Analysts said that given the indications of a convincing win, Mr Abe should be able to introduce his policies, which they said might weaken the yen further.

Neil Gilbert a market strategist at GFT Forex said that the term of current governor of the Bank of Japan (BOJ) was scheduled to end in April neat year and Mr Abe "could get a BOJ governor who thinks along the same lines".

"Therefore, I see the yen continuing to weaken based on Abe's policy, and the future policy of his hand-picked governor," Mr Gilbert added.

Long term issues

During the election campaign, Mr Abe had also suggested that he would look at changing the law that governs the central bank, in an attempt to have more control over it to ensure that the BOJ helps the government's efforts to boost growth.

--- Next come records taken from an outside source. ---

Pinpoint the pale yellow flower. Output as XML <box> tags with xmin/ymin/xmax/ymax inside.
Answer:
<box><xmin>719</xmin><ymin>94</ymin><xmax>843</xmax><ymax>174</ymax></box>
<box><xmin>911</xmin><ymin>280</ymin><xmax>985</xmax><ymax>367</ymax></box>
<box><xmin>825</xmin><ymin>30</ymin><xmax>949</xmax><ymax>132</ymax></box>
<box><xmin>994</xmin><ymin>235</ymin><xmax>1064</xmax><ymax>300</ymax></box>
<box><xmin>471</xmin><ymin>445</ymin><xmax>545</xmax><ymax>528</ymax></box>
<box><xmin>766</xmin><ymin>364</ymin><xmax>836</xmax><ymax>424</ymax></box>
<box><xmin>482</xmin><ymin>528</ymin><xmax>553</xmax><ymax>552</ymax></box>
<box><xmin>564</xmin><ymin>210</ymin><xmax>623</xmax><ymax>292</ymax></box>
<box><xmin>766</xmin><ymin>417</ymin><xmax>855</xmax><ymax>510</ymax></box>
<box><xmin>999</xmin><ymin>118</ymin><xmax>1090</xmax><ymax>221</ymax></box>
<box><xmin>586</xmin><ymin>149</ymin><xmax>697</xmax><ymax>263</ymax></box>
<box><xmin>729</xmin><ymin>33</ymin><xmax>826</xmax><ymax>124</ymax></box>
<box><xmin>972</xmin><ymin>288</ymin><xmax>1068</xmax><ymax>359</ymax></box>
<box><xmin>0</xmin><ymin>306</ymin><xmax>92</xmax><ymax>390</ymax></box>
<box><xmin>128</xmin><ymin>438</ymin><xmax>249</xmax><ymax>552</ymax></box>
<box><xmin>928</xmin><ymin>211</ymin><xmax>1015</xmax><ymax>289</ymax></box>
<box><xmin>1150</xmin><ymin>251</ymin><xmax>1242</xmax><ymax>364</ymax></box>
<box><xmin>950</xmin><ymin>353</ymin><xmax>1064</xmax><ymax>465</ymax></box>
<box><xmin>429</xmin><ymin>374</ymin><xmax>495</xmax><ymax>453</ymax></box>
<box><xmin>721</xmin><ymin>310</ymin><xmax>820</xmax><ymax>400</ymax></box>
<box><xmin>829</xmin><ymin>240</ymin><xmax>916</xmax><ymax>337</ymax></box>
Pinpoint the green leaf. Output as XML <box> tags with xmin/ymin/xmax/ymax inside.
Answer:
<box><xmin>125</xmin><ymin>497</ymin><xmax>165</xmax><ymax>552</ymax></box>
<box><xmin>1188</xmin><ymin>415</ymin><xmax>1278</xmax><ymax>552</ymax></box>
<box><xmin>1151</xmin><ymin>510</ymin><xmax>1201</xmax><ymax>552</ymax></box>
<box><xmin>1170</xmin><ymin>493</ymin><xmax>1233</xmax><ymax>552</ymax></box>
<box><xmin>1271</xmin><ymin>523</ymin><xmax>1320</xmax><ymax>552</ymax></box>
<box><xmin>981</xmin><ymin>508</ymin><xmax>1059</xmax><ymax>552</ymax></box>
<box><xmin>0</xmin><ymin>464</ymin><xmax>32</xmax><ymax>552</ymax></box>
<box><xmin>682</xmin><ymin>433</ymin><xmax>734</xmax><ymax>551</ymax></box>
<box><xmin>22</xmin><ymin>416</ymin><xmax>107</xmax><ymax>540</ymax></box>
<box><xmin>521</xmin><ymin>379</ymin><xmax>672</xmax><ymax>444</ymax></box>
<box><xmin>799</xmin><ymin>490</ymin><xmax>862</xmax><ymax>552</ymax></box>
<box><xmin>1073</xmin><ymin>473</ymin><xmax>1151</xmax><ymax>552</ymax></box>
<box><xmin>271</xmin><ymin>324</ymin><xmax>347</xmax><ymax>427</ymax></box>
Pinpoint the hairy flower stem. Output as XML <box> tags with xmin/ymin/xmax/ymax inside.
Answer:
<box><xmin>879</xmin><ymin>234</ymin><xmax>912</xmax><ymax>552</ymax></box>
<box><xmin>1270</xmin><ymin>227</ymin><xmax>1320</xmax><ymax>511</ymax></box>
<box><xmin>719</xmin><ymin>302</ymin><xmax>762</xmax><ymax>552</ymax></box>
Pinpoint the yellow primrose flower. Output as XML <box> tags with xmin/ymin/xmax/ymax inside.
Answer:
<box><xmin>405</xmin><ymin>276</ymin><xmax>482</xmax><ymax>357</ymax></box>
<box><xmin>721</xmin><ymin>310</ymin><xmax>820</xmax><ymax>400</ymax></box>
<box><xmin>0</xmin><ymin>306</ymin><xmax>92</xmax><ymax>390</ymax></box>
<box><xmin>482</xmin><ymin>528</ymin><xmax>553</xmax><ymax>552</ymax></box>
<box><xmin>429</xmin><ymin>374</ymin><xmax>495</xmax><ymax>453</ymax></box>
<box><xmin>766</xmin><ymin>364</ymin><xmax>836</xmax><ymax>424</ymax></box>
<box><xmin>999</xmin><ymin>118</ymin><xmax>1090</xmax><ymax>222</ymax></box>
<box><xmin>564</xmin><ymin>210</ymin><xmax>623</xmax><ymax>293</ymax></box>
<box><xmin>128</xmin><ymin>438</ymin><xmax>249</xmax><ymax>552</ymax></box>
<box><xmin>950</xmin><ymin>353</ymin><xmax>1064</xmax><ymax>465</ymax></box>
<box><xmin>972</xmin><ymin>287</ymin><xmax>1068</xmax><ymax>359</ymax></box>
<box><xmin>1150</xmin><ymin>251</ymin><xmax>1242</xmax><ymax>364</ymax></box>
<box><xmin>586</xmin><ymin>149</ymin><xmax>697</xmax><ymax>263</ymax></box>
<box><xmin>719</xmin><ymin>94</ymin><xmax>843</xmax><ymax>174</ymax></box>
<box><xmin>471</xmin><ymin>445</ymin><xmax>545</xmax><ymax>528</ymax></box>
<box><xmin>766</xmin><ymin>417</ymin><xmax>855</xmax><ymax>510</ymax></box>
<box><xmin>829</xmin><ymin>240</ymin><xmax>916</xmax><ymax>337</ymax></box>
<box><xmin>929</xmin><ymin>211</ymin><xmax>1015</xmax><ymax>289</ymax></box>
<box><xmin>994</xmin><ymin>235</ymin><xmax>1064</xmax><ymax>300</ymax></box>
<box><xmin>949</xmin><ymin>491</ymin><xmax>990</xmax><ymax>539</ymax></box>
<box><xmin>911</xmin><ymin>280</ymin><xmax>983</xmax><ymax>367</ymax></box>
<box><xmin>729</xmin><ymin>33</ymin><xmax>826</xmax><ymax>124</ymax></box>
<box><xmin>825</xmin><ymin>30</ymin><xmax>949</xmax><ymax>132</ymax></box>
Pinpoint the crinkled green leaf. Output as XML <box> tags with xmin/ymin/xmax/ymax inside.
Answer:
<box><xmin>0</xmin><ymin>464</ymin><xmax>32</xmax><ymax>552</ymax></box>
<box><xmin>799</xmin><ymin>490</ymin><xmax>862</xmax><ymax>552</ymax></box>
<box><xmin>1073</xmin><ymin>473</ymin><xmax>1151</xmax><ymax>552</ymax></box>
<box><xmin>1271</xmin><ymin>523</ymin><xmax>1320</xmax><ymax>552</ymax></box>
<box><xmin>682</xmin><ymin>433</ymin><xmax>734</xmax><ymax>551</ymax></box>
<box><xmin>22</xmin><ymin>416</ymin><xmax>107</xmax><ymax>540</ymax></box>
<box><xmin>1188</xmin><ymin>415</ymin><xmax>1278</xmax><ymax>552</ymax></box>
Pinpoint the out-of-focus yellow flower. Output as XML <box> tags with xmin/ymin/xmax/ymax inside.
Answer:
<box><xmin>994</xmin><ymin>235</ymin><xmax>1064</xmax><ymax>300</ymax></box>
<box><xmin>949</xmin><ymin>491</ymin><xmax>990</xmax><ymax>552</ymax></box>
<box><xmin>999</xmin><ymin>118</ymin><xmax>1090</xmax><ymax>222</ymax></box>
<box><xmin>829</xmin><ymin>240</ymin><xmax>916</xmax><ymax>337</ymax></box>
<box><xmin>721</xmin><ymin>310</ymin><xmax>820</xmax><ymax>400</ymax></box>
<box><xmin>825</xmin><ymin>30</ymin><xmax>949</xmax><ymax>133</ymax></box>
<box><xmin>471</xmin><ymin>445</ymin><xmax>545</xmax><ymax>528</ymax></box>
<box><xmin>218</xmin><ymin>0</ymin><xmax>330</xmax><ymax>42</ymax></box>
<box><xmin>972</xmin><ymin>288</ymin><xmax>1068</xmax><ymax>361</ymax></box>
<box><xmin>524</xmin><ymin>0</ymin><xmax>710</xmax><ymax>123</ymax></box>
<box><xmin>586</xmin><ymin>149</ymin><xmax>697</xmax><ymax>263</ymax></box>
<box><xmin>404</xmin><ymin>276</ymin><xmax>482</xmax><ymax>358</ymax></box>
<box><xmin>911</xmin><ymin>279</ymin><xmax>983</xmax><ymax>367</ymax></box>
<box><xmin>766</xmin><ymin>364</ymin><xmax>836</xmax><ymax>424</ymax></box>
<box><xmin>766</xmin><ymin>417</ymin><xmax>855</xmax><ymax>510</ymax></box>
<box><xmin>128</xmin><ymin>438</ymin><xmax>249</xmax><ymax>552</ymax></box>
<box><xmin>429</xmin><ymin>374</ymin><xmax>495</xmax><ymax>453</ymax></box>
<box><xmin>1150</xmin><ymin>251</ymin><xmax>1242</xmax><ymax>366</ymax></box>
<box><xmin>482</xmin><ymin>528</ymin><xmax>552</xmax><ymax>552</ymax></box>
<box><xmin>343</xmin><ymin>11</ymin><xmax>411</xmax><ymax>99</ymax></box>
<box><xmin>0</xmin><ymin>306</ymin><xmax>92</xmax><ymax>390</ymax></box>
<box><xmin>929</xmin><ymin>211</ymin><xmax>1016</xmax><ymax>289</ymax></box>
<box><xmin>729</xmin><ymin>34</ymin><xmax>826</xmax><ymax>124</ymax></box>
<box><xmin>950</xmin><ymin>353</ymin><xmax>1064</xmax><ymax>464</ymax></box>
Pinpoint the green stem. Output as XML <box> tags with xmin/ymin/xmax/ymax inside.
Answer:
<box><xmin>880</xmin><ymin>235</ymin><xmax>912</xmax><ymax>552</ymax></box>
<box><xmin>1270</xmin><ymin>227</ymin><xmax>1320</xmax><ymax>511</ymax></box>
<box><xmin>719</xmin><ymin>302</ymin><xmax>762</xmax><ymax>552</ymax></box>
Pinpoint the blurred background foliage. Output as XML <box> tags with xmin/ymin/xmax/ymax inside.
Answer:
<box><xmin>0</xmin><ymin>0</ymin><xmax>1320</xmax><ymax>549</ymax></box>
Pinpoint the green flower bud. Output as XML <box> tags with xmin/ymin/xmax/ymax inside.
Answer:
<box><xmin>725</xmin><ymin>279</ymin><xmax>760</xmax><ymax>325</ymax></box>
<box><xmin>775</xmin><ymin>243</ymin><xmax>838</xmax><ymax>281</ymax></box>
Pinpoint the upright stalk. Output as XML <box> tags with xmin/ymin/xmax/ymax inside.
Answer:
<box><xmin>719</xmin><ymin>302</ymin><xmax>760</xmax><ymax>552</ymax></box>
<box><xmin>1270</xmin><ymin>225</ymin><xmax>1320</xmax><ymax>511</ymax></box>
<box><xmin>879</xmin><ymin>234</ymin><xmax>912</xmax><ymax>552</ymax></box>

However, there are fears that such a move may hurt the central bank's independence in the long run.

At the same time, some analysts said that the measures being suggested by Mr Abe were short-term solutions and that policymakers needed to address various key issues to ensure sustained economic growth.

"The fact that Abe points to changes in the BOJ law or forex levels, or aggressive easing as solutions to Japan's problems is, if anything, worrying," said Yuuki Sakurai, chief executive of Fukoku Capital Management.

"They should be treated as tools to buy time to implement structural reforms, but we're not hearing anything about deep reforms that the LDP wants to carry out."

Analysts say the new government will have to try to reduce Japan's debt, the highest among industrialised nations, while keeping its spending at a level that can support growth.

At the same time, Mr Abe will have to tackle the nuclear energy policy, which has become a key political issue after last year's earthquake and tsunami caused a radiation leaks at the Fukushima Daiichi nuclear plant.

Japan, which relied on nuclear power for almost one-third of its energy supplies before the incident, shut all its 50 nuclear reactors after the leaks.

The move has resulted in higher energy costs, and many big businesses want Japan to return to using nuclear power.

The shutdown of the nuclear reactors has also seen a rise in Japan's imports of energy sources such as oil and natural gas, resulting in its trade deficit widening.

While Japan restarted two reactors earlier this year, support for nuclear energy has dwindled and there have been various protests against it.

"He [Mr Abe] will try to renegotiate plans to restart some more nuclear reactors, but given the antinuclear sentiment with the public that will be extremely tough," Martin Schulz of Fujitsu Research Institute.